Вот мир вокруг словно погас; вот он осветился снова.
В большой черной лодке был маленький ялик. Один из парней кинулся к корме и потянул за веревку ялик, словно жеребенка, привязанного к кобыле. Все хохотали, когда он садился в него.
Но что-то вокруг стало неладно, что-то стало не так, потому что все увидели, как Руж вдруг резко встал и пошел в дом. Через секунду он появился снова, и в руках у него что-то блестело. Потом: бах! бах!
Два выстрела слились в один, так что дрожь в воздухе не успела уняться и трижды обрушила грохот на скалы, лес и ущелье…
Ближе к вечеру пришли два жандарма при полном параде. На берегу никого больше не было. Дом Ружа оказался закрыт. Где-то вдалеке угадывалась деревня, а здесь все замолкло: даже волны, даже вода, даже воздух.
…Жюльет так быстро причалила к берегу, что карабин Ружа еще дымился. Парень в ялике бросил весла. Она выскочила на берег, и Декостер едва успел подхватить веревку от лодки, чтобы не упустить ее. Не говоря ни слова, он отвел ее в заводь. Когда он вернулся, Боломе уже не было.

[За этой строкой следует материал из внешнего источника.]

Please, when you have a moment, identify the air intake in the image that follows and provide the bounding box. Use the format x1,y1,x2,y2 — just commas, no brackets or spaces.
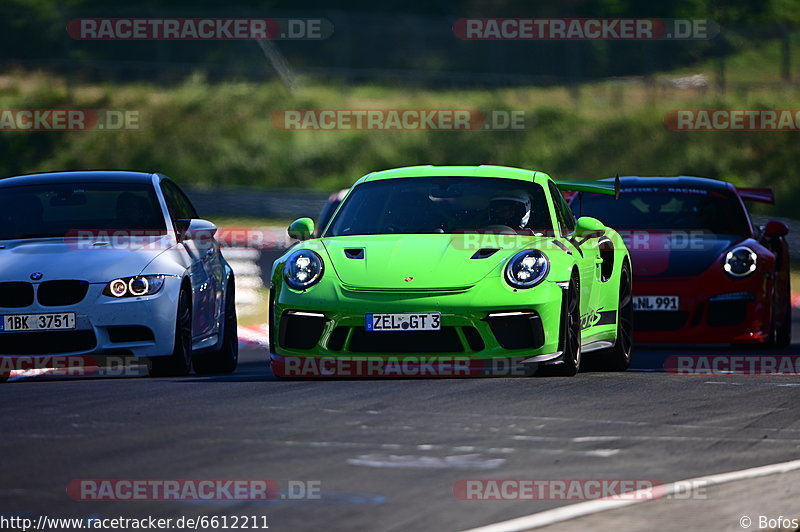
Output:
344,248,364,259
470,248,500,259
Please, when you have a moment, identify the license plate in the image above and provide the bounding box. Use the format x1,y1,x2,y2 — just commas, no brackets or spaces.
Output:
366,312,442,331
0,312,75,332
633,296,680,312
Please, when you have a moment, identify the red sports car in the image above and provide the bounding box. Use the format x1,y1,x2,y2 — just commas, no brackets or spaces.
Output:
570,177,791,346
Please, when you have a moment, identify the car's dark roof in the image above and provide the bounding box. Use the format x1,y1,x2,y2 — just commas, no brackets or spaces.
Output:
0,170,153,188
603,176,732,190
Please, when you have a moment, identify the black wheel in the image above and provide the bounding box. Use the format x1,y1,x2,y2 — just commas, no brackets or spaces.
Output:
774,279,792,347
192,279,239,375
536,275,581,377
592,262,633,371
149,290,192,377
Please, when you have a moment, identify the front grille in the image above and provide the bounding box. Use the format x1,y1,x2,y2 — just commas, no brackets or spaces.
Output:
349,327,464,353
328,326,348,351
0,282,33,308
486,311,544,349
0,331,97,355
633,311,689,331
278,311,327,349
108,325,155,344
461,326,486,351
708,301,748,327
36,281,89,307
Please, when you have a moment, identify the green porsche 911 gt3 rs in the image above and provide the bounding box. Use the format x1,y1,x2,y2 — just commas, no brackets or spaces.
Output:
269,166,632,377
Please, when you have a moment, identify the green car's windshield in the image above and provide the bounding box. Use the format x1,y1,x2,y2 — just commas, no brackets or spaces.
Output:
324,177,552,237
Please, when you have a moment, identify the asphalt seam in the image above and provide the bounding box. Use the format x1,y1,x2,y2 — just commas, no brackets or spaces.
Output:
465,460,800,532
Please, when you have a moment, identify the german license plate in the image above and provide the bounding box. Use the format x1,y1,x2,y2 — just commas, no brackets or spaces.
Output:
633,296,680,312
0,312,75,332
366,312,442,331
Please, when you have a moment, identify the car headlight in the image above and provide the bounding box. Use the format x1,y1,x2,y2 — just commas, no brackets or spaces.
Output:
506,249,550,288
722,246,758,277
283,249,325,290
103,275,164,298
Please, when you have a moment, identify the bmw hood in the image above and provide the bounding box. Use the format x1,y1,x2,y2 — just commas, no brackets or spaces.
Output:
0,236,177,283
625,232,744,277
322,235,552,290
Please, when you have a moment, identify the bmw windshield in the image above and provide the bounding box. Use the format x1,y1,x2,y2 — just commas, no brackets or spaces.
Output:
0,183,166,240
324,177,552,237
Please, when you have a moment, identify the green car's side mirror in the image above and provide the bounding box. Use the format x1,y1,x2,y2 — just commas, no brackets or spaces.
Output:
575,216,606,236
289,218,314,241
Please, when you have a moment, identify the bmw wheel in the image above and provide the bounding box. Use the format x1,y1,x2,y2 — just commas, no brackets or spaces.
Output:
150,290,192,377
192,279,239,375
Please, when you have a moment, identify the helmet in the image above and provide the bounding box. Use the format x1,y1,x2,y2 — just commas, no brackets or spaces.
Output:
489,192,531,229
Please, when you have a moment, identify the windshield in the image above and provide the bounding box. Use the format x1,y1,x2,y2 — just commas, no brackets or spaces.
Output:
0,183,166,240
572,187,750,236
324,177,552,237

Сам-то он хотел остаться, но Руж сказал:
— О! Я и один управлюсь, теперь я знаю, что делать. Ты понимаешь, это так просто… Если они станут давить на меня…
И он поглядел на ружье.
Потом бросил взгляд на лицо Декостера.
— Ты здесь не нужен, иди уж… Ты понял?.. — И повторил: — Ты понял? — глядя на Декостера с гневом и нетерпением; тот решил, что лучше не перечить Ружу…
Вокруг все молчит. Волны стихли, вода онемела, и не движется воздух, а небо из желтого становится розовым. Руж покашливает на кухне, ведь жандармы давно ушли. Вода из желтой становится зеленой и розовой, потом просто розовой; он кашляет и прикрывает рот рукой. Он смотрит на старые кожаные башмаки и нитяные носки, потом встает и стучит в дверь Жюльет. Никого.
— Ладно уж, — говорит он. — Что сделаешь?
Он зажигает керосиновую лампу и ставит ее на еловый стол, покрытый вощеным холстом с изображением битвы при Бурже (везде война, и конца этому не видно).
Она просто неблагодарная.
Ружье опять висит на гвозде в комнате; Руж берет его за стволы и несет к лампе. Битва при Бурже, битвы, везде битвы… Разве мы не делали для нее все, что могли?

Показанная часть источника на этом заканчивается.